Check Wheels and Locking MechanismsA high chair with wheels is a great choice if you'll be moving baby from place to place for feeding, but wheeled high chairs should have strong locks on the wheels to prevent accidents and to keep you from having to chase the chair across the room at lunch. Make sure the wheels roll smoothly when unlocked, too. If you're looking at folding high chairs, see if the high chair could be accidentally folded while in use, and whether it stays locked when folded. Depending on where you need to store the high chair, you may want to look for one that stands upright when folded. Also check to be sure the folded high chair fits your available storage space.
Height Adjustment and ReclineA high chair with height adjustment is a good choice if you plan to use the high chair long-term. You can set the height to be easy on your arms for the first feedings, and remove the tray and adjust the high chair to booster seat height for toddlers later on. Reclining high chairs are best if you'll use the chair to hold an infant. The recline feature is also nice for toddlers, who often fall asleep over their mac and cheese after a long playdate.

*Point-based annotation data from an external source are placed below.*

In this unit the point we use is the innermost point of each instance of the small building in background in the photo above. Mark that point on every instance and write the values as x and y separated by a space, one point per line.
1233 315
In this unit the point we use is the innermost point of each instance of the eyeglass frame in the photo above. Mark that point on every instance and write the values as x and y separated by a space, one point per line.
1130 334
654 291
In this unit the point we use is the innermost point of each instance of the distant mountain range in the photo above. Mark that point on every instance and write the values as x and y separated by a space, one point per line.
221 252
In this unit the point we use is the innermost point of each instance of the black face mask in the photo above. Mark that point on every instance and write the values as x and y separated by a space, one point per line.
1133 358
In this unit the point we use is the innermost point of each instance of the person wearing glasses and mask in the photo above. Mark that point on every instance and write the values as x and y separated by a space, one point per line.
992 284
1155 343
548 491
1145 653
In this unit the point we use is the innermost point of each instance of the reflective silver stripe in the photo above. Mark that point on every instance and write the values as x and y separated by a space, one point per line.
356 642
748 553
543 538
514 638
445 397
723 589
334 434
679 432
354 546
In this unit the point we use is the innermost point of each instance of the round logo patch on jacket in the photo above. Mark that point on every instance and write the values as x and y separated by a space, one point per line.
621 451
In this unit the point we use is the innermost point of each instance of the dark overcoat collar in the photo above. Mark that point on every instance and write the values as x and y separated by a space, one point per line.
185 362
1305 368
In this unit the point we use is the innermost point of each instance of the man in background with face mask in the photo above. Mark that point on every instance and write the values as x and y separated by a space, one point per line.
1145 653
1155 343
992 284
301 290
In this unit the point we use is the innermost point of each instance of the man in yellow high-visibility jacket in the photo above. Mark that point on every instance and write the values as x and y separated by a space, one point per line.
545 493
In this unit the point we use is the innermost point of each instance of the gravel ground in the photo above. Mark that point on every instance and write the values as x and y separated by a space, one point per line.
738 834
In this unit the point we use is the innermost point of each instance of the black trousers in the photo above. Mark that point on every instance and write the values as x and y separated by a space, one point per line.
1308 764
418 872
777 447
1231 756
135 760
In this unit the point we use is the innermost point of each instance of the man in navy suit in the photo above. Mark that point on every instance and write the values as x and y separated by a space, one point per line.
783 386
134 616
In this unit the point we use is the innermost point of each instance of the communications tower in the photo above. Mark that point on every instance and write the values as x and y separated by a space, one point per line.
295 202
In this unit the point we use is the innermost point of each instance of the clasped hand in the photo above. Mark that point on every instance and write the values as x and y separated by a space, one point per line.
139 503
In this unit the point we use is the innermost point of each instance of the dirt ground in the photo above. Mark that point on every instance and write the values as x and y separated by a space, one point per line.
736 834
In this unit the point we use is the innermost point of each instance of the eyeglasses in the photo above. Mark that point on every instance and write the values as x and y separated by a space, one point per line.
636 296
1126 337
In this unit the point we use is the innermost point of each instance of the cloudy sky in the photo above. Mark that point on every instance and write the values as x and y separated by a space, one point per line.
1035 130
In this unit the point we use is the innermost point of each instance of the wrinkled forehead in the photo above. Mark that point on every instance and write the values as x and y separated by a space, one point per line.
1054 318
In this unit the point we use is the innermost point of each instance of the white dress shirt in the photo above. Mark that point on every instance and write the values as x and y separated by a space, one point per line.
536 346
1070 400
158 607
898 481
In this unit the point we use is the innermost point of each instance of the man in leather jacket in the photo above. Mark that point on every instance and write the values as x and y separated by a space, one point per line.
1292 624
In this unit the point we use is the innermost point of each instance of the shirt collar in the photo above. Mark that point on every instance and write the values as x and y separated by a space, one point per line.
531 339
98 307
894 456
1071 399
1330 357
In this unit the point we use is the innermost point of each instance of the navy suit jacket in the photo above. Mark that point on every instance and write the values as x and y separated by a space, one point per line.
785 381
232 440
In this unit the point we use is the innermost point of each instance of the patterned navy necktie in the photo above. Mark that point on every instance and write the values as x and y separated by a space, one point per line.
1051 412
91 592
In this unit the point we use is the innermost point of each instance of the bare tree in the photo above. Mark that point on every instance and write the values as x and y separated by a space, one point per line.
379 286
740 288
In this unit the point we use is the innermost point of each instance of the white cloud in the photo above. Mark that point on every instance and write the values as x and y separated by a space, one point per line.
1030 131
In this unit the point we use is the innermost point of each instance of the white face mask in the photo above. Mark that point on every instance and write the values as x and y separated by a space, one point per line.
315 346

Buckle Up!Check the high chair's belts to be sure the straps are strong, durable and washable. There should be a crotch strap along with the belts that go over baby's hips, though a five-point harness with shoulder straps is safest. Steer clear of models that only have a loop to go around baby's waist - it's too easy for baby to slip out and get hurt. High chairs today must have some sort of post between baby's legs to prevent baby from sliding under the tray. Some posts are on the seat, while others are on the underside of the tray. If you need to set the tray on a table, the post on the tray can be inconvenient.
Cushy CushionsHigh chairs get very grimy, so choose a model that washes well. Vinyl cushions are easy to wipe down, but sometimes have sharp edges. Run your fingers over the edges to be sure they won't cut your baby. Cloth cushions should be made of thick, durable fabric. Be sure to choose removable, machine-washable cushions. You should be able to easily remove the cushions for washing and replace them properly without any hassle. Also look for any grooves or areas around the cushions where food could collect and be hard to wipe out.

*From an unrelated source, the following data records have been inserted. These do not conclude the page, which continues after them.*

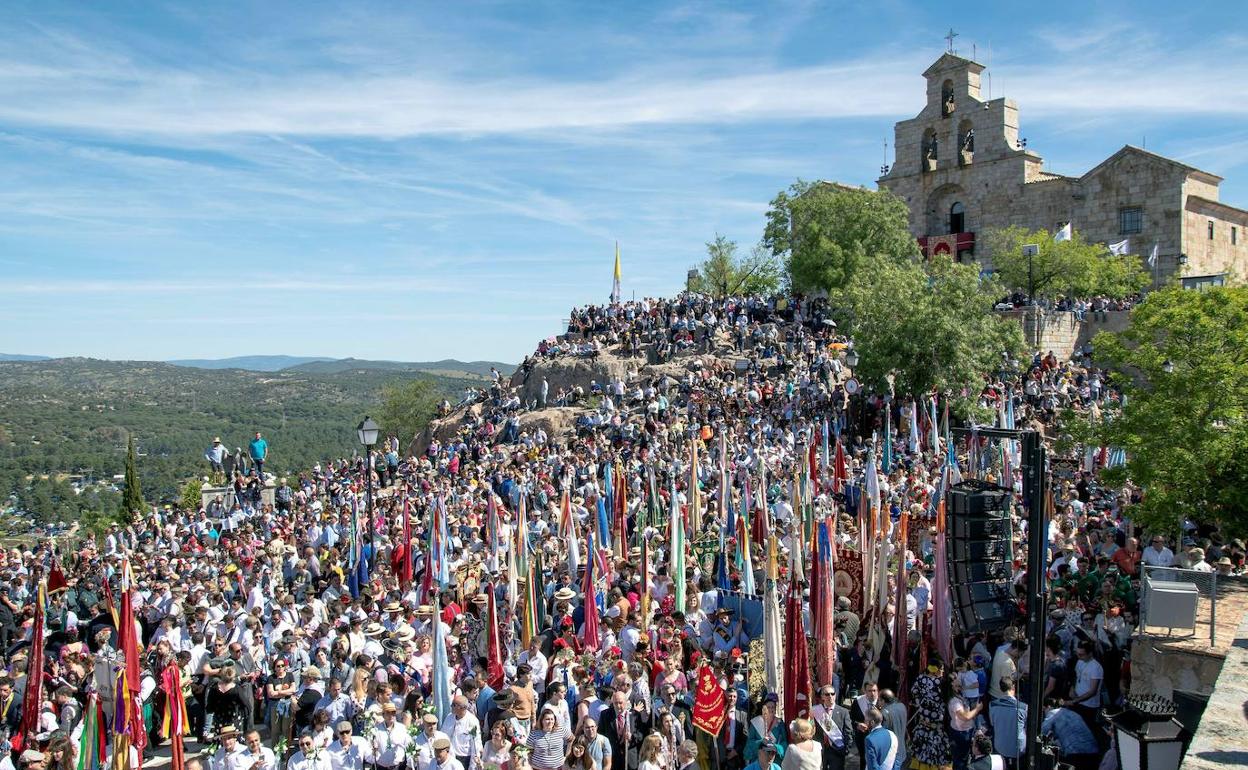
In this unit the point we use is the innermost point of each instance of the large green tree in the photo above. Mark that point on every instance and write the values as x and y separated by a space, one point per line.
1071 267
407 408
131 493
828 233
930 325
1183 367
725 272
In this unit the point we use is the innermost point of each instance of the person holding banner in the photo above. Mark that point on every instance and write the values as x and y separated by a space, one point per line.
766 726
835 728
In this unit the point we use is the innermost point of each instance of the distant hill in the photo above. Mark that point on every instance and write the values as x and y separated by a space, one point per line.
20 357
323 365
252 363
448 367
73 416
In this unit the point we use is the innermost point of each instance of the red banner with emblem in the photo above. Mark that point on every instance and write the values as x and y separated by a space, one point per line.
710 705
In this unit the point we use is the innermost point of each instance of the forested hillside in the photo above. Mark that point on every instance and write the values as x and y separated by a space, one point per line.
71 416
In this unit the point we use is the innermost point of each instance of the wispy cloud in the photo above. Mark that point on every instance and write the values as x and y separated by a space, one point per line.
144 99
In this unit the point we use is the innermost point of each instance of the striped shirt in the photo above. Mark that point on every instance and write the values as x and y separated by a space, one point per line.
549 749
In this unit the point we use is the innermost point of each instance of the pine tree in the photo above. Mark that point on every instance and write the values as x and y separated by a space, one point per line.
132 496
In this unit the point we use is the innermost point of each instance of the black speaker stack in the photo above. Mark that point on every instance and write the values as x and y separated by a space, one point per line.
980 555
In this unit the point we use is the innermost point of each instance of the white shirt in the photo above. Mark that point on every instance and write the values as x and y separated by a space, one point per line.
300 761
464 735
423 748
350 756
229 761
539 667
390 745
1157 558
265 755
1086 673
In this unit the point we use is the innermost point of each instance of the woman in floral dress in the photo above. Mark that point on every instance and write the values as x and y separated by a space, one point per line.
929 740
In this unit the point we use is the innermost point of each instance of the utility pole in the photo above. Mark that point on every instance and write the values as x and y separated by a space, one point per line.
1035 461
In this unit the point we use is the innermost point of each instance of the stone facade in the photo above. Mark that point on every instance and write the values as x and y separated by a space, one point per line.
962 169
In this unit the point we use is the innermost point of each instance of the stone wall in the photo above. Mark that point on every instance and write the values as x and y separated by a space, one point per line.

A Tray That WorksAside from being easy to clean, the most important feature of a high chair tray is ease of use. Try operating the tray with one hand. Does the tray slide out easily? Would your baby be able to remove the tray on his / her own? Are there any hinges, holes or sharp spots that could hurt baby's fingers? Look for a tray with a high rim to keep more food on the tray and off of the floor. Trays with a dishwasher-safe topper are handy when your baby paints the whole tray with spaghetti sauce. Some of these trays don't fit in the average dishwasher, though, so you should also be sure you can easily clean the tray insert by hand.